Применение аминазина:

1. Для лечения различных форм шизофрении, острых психозов, травм мозга (с целью создания покоя).

2. В анестезиологической практике для потенцирования действия наркозных, снотворных, болеутоляющих средств.

3. При абстинентном синдроме у алкоголиков.

4. Как противорвотное средство (рвота, связанная с наркозом, применением цитостатиков, лучевой терапией) и противоикотное средства.

5. Для создания искусственной гипотермии (при операциях на сердце, мозге), а также при злокачественной гипертермии.

Побочные эффекты

  1. Экстрапирамидные расстройства (синдром паркинсонизма), проявляющиеся в виде моторных нарушений, тремора, ригидности мышц; связаны с блокадой дофаминовых рецептров в neostriatum.

  2. При длительном назначении развивается депрессия.

  3. Аффективные состояния (плохое самочувствие, дурашливость, плаксивость).

  4. Каталепсия (от греч. katalepsis — захват, удерживание), двигательное расстройство — застывание человека в принятой им или приданной ему позе

( «восковая гибкость»).

  1. При парентеральном введении может быть снижение артериального давления, вплоть до ортостатического коллапса.

  2. При длительном лечении появляется кожная сыпь, может развиться контактный дерматит, фотосенсибилизация.

7. Эндокринные нарушения (как правило, обратимые): увеличивается масса тела, вплоть до ожирения, нарушается менструальный цикл, снижается потенция и др.

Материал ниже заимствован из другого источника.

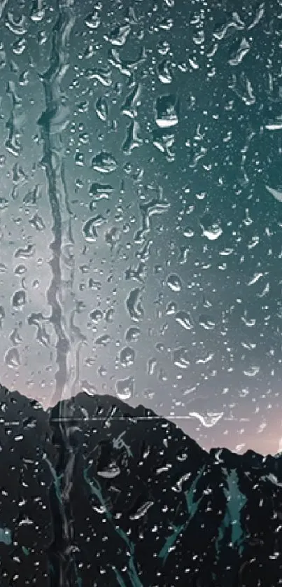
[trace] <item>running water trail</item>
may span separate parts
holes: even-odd
[[[54,537],[48,548],[50,587],[79,587],[73,555],[73,528],[70,500],[75,453],[71,446],[71,403],[62,402],[71,395],[78,378],[81,338],[73,326],[74,242],[64,175],[64,130],[70,118],[67,97],[62,83],[69,67],[68,46],[75,22],[73,0],[57,0],[56,20],[52,32],[50,67],[42,76],[45,111],[38,121],[43,144],[42,164],[45,170],[48,195],[52,218],[53,240],[50,244],[52,279],[47,291],[50,307],[50,322],[55,329],[56,343],[55,392],[52,405],[60,401],[59,413],[51,411],[52,441],[58,451],[57,465],[47,460],[53,477],[50,500]]]

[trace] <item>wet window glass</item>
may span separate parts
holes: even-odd
[[[1,587],[282,584],[281,19],[0,0]]]

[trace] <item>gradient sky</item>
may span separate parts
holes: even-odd
[[[55,225],[67,393],[276,453],[282,8],[210,4],[1,3],[1,382],[57,397]]]

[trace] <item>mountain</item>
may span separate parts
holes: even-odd
[[[282,455],[209,453],[142,406],[0,386],[0,585],[282,585]]]

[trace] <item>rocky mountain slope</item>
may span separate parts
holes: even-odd
[[[110,396],[44,411],[1,387],[0,467],[1,587],[282,585],[282,455],[206,453]]]

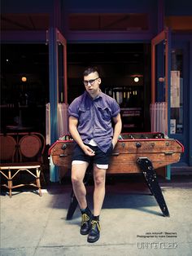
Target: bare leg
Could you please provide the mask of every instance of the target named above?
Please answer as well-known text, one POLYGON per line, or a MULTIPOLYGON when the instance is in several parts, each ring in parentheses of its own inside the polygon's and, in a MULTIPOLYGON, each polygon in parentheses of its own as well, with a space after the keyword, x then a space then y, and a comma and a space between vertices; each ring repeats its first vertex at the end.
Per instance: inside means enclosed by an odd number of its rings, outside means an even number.
POLYGON ((100 215, 105 197, 106 170, 94 168, 94 215, 100 215))
POLYGON ((86 189, 83 179, 88 165, 87 162, 85 162, 72 166, 72 188, 81 209, 85 209, 87 207, 86 189))

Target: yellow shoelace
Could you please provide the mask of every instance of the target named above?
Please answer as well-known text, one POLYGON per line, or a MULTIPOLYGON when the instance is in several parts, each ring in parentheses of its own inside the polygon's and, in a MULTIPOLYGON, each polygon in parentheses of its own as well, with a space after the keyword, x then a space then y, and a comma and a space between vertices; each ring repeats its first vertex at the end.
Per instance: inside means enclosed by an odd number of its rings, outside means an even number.
POLYGON ((92 220, 91 225, 92 225, 91 229, 96 229, 98 227, 98 231, 100 232, 101 227, 97 220, 92 220))
POLYGON ((86 214, 82 214, 81 225, 83 225, 84 223, 85 223, 89 220, 89 217, 86 214))

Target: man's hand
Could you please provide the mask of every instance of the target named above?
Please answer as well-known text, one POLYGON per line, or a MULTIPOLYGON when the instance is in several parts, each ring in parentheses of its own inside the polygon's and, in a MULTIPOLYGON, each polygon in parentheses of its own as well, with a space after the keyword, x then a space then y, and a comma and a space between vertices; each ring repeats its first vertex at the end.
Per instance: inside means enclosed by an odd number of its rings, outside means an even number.
POLYGON ((94 151, 93 151, 89 146, 87 145, 84 145, 84 147, 82 148, 84 152, 85 155, 89 156, 89 157, 93 157, 95 155, 94 151))

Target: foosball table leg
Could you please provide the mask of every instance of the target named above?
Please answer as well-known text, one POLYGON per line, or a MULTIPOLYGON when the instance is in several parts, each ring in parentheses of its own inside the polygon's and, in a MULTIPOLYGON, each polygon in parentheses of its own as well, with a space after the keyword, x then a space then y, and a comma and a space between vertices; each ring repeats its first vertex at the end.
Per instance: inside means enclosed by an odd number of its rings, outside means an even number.
POLYGON ((137 161, 142 170, 147 185, 156 199, 160 210, 165 217, 169 217, 169 212, 164 201, 161 188, 157 180, 156 173, 153 168, 151 161, 147 157, 139 157, 137 161))
POLYGON ((78 202, 72 190, 72 194, 71 194, 71 202, 70 202, 70 205, 68 207, 68 214, 66 217, 67 220, 72 219, 77 205, 78 205, 78 202))

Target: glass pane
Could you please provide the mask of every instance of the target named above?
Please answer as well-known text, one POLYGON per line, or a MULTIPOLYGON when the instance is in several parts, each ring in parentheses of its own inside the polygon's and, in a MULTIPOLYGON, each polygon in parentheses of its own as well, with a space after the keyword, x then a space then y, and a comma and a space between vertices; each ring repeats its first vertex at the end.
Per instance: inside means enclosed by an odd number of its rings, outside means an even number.
POLYGON ((170 134, 183 133, 183 52, 172 51, 170 134))
POLYGON ((58 46, 58 60, 59 60, 59 102, 63 103, 64 99, 64 68, 63 68, 63 46, 59 43, 58 46))

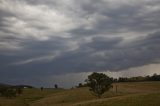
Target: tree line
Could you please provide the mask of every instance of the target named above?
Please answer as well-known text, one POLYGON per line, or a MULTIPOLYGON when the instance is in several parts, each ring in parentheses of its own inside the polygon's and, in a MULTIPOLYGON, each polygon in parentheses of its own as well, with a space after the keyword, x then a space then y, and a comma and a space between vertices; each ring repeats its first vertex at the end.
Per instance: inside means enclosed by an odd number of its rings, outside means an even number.
POLYGON ((160 81, 160 75, 153 74, 152 76, 138 76, 138 77, 119 77, 118 79, 112 78, 113 82, 141 82, 141 81, 160 81))

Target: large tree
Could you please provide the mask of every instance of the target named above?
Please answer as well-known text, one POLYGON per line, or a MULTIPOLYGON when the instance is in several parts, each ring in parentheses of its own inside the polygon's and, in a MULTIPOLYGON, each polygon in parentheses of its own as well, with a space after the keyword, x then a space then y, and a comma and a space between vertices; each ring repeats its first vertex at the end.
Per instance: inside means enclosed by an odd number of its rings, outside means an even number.
POLYGON ((86 82, 90 87, 90 91, 92 91, 99 98, 105 91, 108 91, 112 87, 111 79, 103 73, 92 73, 88 76, 86 82))

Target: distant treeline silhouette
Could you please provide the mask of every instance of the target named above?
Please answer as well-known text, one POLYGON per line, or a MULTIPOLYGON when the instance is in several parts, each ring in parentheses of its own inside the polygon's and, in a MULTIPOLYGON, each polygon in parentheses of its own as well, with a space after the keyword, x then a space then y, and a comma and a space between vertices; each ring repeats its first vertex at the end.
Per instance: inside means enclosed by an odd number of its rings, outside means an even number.
POLYGON ((137 77, 119 77, 118 79, 111 78, 113 82, 141 82, 141 81, 160 81, 160 75, 153 74, 152 76, 137 76, 137 77))
MULTIPOLYGON (((152 76, 137 76, 137 77, 119 77, 119 78, 112 78, 110 77, 112 82, 143 82, 143 81, 160 81, 160 75, 153 74, 152 76)), ((87 87, 87 84, 79 83, 77 88, 80 87, 87 87)))

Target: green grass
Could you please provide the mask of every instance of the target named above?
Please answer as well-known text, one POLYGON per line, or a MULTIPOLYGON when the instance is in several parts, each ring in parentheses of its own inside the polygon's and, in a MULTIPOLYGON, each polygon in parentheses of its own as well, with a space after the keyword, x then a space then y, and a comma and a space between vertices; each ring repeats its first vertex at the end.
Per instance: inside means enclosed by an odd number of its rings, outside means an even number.
POLYGON ((63 89, 24 89, 23 94, 13 98, 0 97, 0 106, 29 106, 33 101, 48 97, 63 89))
POLYGON ((0 106, 160 106, 160 82, 116 83, 98 99, 88 88, 25 89, 12 99, 0 97, 0 106), (115 86, 118 92, 115 92, 115 86))
POLYGON ((119 98, 103 99, 75 106, 159 106, 160 93, 130 95, 119 98))

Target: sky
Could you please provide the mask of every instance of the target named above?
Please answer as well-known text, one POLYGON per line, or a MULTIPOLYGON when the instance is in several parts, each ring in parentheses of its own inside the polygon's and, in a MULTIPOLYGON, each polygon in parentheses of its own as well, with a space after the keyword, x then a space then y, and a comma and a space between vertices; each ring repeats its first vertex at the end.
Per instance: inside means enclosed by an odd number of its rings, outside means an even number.
POLYGON ((160 73, 159 17, 159 0, 0 0, 0 82, 160 73))

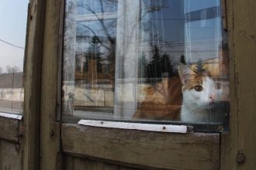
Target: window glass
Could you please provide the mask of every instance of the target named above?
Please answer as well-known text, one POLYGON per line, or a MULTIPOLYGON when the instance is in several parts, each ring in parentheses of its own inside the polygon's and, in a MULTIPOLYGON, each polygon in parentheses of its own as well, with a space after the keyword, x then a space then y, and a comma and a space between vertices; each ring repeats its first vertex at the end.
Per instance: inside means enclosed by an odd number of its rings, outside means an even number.
POLYGON ((23 111, 28 0, 0 2, 0 112, 23 111))
POLYGON ((66 0, 63 118, 224 124, 220 0, 66 0))

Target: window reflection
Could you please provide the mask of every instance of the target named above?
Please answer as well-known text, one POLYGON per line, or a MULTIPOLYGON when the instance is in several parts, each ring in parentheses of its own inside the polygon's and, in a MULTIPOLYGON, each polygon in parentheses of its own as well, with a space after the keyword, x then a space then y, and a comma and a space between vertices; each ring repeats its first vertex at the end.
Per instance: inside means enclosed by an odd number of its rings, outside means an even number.
POLYGON ((223 124, 219 0, 66 2, 65 116, 223 124))
POLYGON ((28 1, 0 2, 0 112, 23 112, 23 60, 28 1))

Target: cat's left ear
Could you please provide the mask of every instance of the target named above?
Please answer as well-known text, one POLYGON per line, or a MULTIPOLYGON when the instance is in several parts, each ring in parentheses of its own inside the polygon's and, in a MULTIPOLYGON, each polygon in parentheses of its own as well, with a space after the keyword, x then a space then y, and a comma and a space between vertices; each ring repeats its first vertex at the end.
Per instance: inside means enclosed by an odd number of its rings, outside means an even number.
POLYGON ((185 85, 191 75, 192 70, 189 66, 182 63, 178 65, 177 69, 182 83, 185 85))

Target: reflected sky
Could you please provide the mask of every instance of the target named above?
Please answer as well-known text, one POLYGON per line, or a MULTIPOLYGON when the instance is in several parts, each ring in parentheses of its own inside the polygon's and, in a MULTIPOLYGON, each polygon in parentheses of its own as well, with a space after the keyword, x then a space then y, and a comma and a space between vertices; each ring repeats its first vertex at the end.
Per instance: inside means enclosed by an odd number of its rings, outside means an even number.
MULTIPOLYGON (((0 39, 25 47, 28 0, 0 1, 0 39)), ((24 49, 0 42, 0 67, 17 66, 22 70, 24 49)))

8. Вследствие образования меланина кожа окрашивается в желто-коричневый или красноватый цвет. Этот пигмент может появиться в печени, в почках, в мозге, сетчатке и роговице глаза.

9. Глаукома, мидриаз, нарушения аккомодации, сухость во рту, охриплость голоса, нарушение глотания, запор, холестаз (блокада м-холинорецепторов).

10. Гепатотоксичность.

11. Нарушения проводимости.

12. Нарушения кроветворения (лейкопения, анемия, тромбоцитопения).

13. Злокачественный нейролептический синдром – повышение тонуса скелетных мышц, гипертермия, колебания АД, тахикардия, спутанность сознания.

Производные бутирофенона

Галоперидол – эффективное антипсихотическое и противорвотное средство. В отличие от фенотиазинов практически не обладает м-холиноблокирующими свойствами, в меньшей степени выражены -адреноблокирующие свойства.

Побочные эффекты: паркинсонизм и другие двигательные нарушения, сонливость, галакторея, нарушения менструального цикла, аритмии, злокачественный нейролептический синдром.

Дроперидол оказывает быстрое, сильное, но кратковременное действие, обладает выраженным антипсихотическим, противорвотным эффектами. Применяется в анестезиологической практике с фентанилом (нейролептанальгезия). Иногда используется для купирования гипертонических кризов.

Производные тиоксантена

Хлорпротиксен блокирует дофаминовые, серотониновые, гистаминовые и адренорецепторы. Сочетает успокаивающее и антипсихотическое действие с умеренным антидепрессивным эффектом. Редко вызывает экстрапирамидные расстройства.